Dépourvu de son ancre

Publié le par Lionel Droitecour

... Mon navire échoué dépourvu de son ancre, / Je serai le comptable de ma déchéance ...

... Mon navire échoué dépourvu de son ancre, / Je serai le comptable de ma déchéance ...

Il est une rumeur en l’ombre où je m’incline,
Comme le chant amer d’une ancienne comptine.
Où sont passées du temps, les promesses intimes,
Secondes, par milliers comme des millimètres ?

Se sont accumulées, vives sous nos fenêtres,
Aussitôt disparues nous imposant leurs dimes,
Ces rides à nos fronts que le passé lacère,
Et l’avenir accroit en sa courte resserre.

Comme chacun je ploie sous cette lourde obole,
Parole tricotée en vaine parabole,
Mon verbe ici se perd et fuit en chaque instant,
Coque crevée de mots que l’abîme interpelle.

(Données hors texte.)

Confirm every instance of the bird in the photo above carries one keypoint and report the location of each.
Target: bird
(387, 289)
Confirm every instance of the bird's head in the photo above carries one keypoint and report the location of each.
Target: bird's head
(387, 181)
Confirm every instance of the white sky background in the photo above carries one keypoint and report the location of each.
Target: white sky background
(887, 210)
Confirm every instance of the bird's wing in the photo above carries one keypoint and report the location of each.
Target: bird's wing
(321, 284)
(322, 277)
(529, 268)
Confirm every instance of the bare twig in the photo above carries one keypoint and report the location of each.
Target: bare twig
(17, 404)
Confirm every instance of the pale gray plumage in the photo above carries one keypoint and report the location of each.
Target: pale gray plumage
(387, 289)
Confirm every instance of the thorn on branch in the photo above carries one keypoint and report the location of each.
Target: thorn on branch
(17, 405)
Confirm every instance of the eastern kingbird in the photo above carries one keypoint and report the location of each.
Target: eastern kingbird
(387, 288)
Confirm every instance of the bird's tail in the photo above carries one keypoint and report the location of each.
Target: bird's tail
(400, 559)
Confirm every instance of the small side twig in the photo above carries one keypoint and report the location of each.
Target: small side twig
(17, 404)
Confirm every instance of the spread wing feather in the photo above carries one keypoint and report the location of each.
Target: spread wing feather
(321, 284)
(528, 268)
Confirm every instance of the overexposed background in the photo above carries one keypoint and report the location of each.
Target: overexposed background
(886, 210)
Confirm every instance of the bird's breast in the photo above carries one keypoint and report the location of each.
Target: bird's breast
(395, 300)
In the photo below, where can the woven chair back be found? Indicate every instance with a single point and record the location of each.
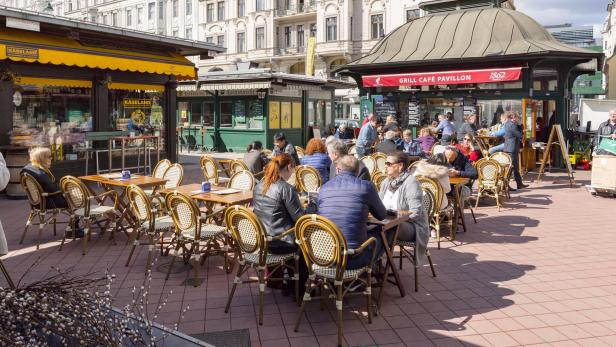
(139, 203)
(34, 191)
(308, 178)
(369, 163)
(246, 229)
(174, 176)
(160, 168)
(185, 213)
(322, 243)
(242, 180)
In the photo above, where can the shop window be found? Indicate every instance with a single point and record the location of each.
(58, 117)
(226, 114)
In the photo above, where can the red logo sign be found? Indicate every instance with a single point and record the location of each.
(446, 77)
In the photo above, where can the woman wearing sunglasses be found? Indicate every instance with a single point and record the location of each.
(400, 191)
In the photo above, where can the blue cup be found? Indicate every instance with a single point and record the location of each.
(206, 186)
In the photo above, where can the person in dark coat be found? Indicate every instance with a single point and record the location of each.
(336, 149)
(346, 200)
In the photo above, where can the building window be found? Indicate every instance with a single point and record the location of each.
(221, 10)
(378, 30)
(411, 14)
(241, 43)
(260, 38)
(209, 13)
(287, 36)
(300, 36)
(331, 28)
(241, 8)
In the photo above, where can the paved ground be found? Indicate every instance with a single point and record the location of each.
(540, 272)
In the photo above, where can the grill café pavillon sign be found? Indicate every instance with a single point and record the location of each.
(446, 77)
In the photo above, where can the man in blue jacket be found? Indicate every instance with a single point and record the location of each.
(346, 201)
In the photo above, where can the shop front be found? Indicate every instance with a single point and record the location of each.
(226, 111)
(71, 85)
(425, 68)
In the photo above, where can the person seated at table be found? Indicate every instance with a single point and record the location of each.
(40, 162)
(400, 191)
(346, 200)
(281, 145)
(255, 159)
(343, 132)
(336, 149)
(411, 147)
(388, 145)
(316, 156)
(467, 149)
(459, 165)
(437, 168)
(426, 140)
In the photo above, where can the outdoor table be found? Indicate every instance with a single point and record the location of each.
(457, 183)
(113, 181)
(387, 224)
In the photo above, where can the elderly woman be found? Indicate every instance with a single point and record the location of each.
(40, 162)
(400, 191)
(316, 156)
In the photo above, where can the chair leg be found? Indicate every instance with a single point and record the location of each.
(238, 279)
(339, 309)
(261, 294)
(28, 222)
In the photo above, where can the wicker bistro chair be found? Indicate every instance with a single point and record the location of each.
(325, 251)
(380, 160)
(489, 180)
(191, 229)
(506, 162)
(408, 250)
(150, 223)
(308, 179)
(439, 215)
(370, 164)
(251, 241)
(38, 207)
(80, 200)
(210, 170)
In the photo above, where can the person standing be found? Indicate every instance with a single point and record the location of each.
(281, 145)
(511, 146)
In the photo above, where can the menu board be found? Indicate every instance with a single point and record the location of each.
(414, 116)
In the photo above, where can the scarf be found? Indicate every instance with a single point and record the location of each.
(397, 182)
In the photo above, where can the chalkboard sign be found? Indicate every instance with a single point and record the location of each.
(414, 116)
(255, 108)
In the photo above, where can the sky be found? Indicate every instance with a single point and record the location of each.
(576, 12)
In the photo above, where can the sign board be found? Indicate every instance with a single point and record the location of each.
(443, 78)
(557, 131)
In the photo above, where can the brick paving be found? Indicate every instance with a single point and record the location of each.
(540, 272)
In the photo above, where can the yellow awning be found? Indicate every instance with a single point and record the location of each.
(136, 86)
(26, 46)
(52, 82)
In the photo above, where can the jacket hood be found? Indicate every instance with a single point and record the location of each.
(430, 170)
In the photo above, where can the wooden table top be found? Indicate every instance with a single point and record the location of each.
(194, 191)
(115, 180)
(459, 180)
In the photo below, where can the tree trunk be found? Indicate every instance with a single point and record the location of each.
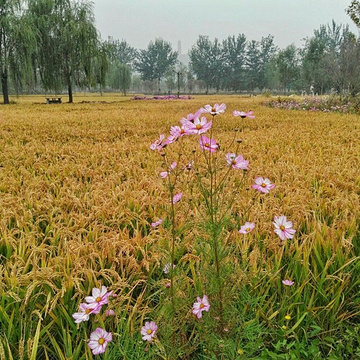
(70, 93)
(4, 86)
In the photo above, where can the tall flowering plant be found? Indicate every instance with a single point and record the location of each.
(218, 175)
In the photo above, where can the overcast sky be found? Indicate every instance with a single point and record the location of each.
(289, 21)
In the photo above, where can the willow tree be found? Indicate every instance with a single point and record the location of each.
(153, 62)
(16, 44)
(67, 43)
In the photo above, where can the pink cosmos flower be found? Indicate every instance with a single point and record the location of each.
(99, 296)
(158, 144)
(99, 340)
(85, 311)
(283, 227)
(237, 161)
(246, 228)
(189, 165)
(198, 126)
(177, 198)
(288, 282)
(148, 330)
(208, 144)
(169, 140)
(167, 268)
(109, 312)
(165, 174)
(263, 185)
(243, 114)
(200, 306)
(214, 110)
(177, 131)
(190, 117)
(156, 223)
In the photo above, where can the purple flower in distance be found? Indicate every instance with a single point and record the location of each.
(263, 185)
(283, 228)
(214, 110)
(243, 114)
(148, 330)
(200, 305)
(288, 282)
(208, 144)
(156, 223)
(177, 198)
(236, 161)
(246, 228)
(158, 144)
(99, 340)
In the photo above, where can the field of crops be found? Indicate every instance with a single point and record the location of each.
(79, 188)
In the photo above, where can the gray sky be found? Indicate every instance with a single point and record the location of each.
(140, 21)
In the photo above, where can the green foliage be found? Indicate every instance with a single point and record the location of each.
(153, 62)
(67, 43)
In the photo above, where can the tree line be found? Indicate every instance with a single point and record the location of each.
(54, 45)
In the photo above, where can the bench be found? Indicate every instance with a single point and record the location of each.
(53, 100)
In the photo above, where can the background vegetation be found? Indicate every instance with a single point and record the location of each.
(53, 46)
(79, 188)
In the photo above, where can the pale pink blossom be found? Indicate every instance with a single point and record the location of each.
(109, 312)
(189, 165)
(288, 282)
(214, 110)
(243, 114)
(158, 144)
(263, 185)
(99, 296)
(156, 223)
(190, 117)
(237, 161)
(167, 268)
(246, 228)
(169, 140)
(283, 228)
(85, 311)
(165, 174)
(99, 340)
(198, 126)
(148, 331)
(177, 131)
(208, 144)
(177, 198)
(200, 306)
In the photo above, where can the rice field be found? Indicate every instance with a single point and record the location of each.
(79, 188)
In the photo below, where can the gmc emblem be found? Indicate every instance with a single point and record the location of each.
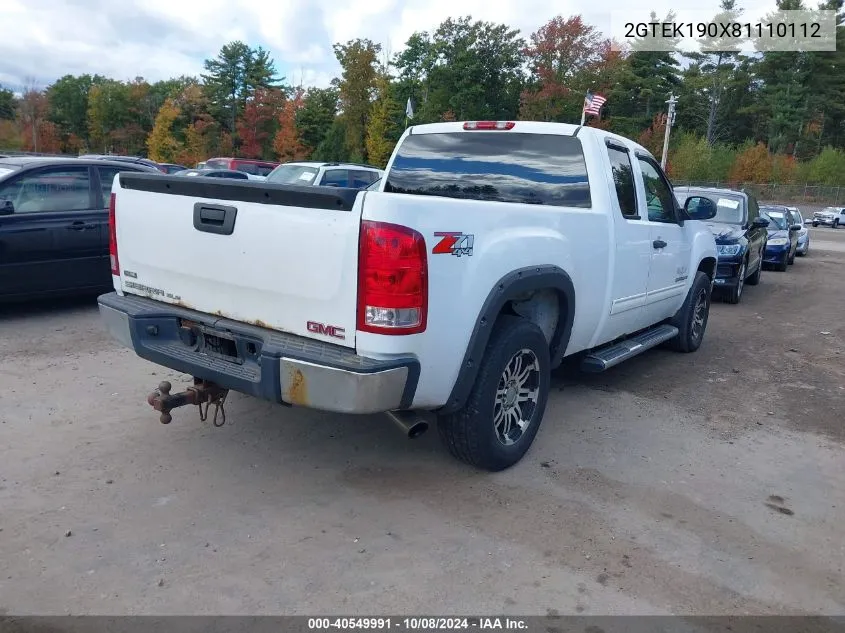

Paré pour le naufrage, ainsi la caravelle,
Je cherche au bord du monde un asile inconstant,
Avant le gouffre enfin, où se taisent nos jours,
Irréels avatars de nos mortels séjours.

Maître sans nul langage, un seuil nous asservit
Aux battues de l’horloge ; à jamais desservi,
Le banquet de nos vies se termine en nausées,
Un haut le cœur nous prend en cette absurdité.

Nous n’existerons plus en nulle éternité,
De nos impérities nos larmes sont causées,
Le chagrin déposé en l’urne funéraire
Est bien le seul tribut de notre âme grégaire.

Une date gravée pour borne à notre histoire,
Mon vain galimatias laissé sur l’écritoire,
Et la bruine à venir pour diluer cette encre
Sur le papier jauni d’un livre inaccompli.

Dans l’espace et le temps, improbable repli,
Mon navire échoué dépourvu de son ancre,
Je serai le comptable de ma déchéance
Naufrage dépravé de sa propre béance.